Root cause of failure, root cause of success

Here are a couple of tweets from John Allspaw.

Thought exercise: locate an event that is deemed widely to be a *success* in your organization, and then look for the single "root cause" of that success. You will include this "root cause" in a company-wide report, so make sure it's specific enough to defend and support.
— John Allspaw (@allspaw) August 10, 2018

That’s the point of the thought exercise. 🙂 Finding a single “root cause” of a failure is the same as finding a single “root cause” of a success — subject to all pitfalls in doing so. 🙂
— John Allspaw (@allspaw) September 4, 2018

Succeeding at a project in an organization is like pushing a boulder up a hill that is too heavy for any single person to lift.

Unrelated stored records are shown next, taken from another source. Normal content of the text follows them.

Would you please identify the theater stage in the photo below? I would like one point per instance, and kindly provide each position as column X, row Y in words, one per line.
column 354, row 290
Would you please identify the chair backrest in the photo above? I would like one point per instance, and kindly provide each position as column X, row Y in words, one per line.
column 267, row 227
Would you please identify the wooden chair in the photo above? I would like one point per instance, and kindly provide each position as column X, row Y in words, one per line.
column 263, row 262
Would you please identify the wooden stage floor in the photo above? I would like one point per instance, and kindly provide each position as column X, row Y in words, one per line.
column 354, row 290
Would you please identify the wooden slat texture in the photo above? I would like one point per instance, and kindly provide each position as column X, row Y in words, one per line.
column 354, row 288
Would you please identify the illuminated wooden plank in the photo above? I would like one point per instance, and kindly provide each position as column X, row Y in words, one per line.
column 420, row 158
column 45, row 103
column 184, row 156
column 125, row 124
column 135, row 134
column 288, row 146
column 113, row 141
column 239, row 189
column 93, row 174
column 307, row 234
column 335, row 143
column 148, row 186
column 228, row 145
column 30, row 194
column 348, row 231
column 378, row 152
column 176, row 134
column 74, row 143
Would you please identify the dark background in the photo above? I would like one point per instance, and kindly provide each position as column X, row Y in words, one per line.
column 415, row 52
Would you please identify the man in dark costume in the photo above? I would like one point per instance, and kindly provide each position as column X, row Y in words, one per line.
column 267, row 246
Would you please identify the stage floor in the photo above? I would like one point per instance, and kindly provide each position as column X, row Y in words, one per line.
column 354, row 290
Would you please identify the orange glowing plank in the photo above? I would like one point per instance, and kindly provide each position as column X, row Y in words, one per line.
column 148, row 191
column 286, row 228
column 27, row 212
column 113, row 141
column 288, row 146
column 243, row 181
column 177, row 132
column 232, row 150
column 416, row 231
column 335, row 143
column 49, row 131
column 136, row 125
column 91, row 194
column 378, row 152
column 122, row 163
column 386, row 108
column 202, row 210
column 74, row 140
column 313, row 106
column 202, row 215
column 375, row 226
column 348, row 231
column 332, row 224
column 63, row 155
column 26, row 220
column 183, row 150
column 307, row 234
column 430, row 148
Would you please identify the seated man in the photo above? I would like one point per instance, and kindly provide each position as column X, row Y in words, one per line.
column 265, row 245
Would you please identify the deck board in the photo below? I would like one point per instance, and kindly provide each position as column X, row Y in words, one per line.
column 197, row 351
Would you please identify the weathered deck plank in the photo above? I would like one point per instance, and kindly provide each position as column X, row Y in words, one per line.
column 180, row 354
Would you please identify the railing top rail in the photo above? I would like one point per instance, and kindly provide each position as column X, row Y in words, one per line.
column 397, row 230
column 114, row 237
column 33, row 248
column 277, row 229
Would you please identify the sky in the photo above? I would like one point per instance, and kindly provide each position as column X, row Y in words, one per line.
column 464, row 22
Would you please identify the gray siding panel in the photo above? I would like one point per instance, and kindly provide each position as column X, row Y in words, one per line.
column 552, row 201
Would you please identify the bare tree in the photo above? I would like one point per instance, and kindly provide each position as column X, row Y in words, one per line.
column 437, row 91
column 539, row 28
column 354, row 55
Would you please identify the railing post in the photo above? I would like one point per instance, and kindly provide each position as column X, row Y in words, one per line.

A team working together to successfully move a boulder to the top of the hill

It doesn’t make sense to ask what the “root cause of success” is for an effort like this, because it’s a collaboration that requires the work of many different people to succeed. It’s not meaningful to single out a particular individual as the reason the boulder made it to the top.

Now, let’s imagine that the team got the boulder to the top of the hill, and balanced it precariously at the summit, maybe with some supports to keep it from tumbling down again.

Next, imagine that there’s a nearby baseball field, and some kid whacks a fly ball that strikes one of the supports, and the rock tumbles down.

In comes the ball, down goes the boulder

This, I think, is how people tend to view failure in systems. A perturbation comes along, strikes the system, and the system falls over. We associate the root cause with this perturbation.

In a way, our systems are like a boulder precariously balanced at the top of a hill. But this view is incomplete. Because what’s keeping the complex system boulder balanced is not a collection of passive supports. Instead, there are a number of active processes, like a group of people that are constantly watching the boulder to see if it starts to slip, and applying force to keep it balanced.

A collection of people watching the boulder and pushing on it to keep it from falling

Any successful complex system will have evolved these sorts of dynamic processes. These are what keep the system from falling over every time a kid hits a stray ball.

Note that it’s not the case that all of these processes have to be working for the boulder to stay up. The boulder won’t fall just because someone let their guard down for a moment, or even if one person happened to be absent one day; the boulder would never stay up if it required everyone to behave perfectly all of the time. Because it’s a group of people keeping it balanced, there is redundancy: one person can compensate for another person who falters.

But this keeping-the-boulder-balanced system isn’t perfect. Maybe something comes out of the sky and strikes the boulder with an enormous amount of force. Or maybe several people are sluggish today because they’re sick. Or maybe it rained and the surface of the hill is much slipperier, making it more difficult to navigate. Maybe it’s a combination of all of these.

When the boulder falls, it means that the collection of processes weren’t able to compensate for the disturbance. But there’s no single problem, no root cause, that you can point to, because it’s the collection of these processes working together that normally keep the boulder up.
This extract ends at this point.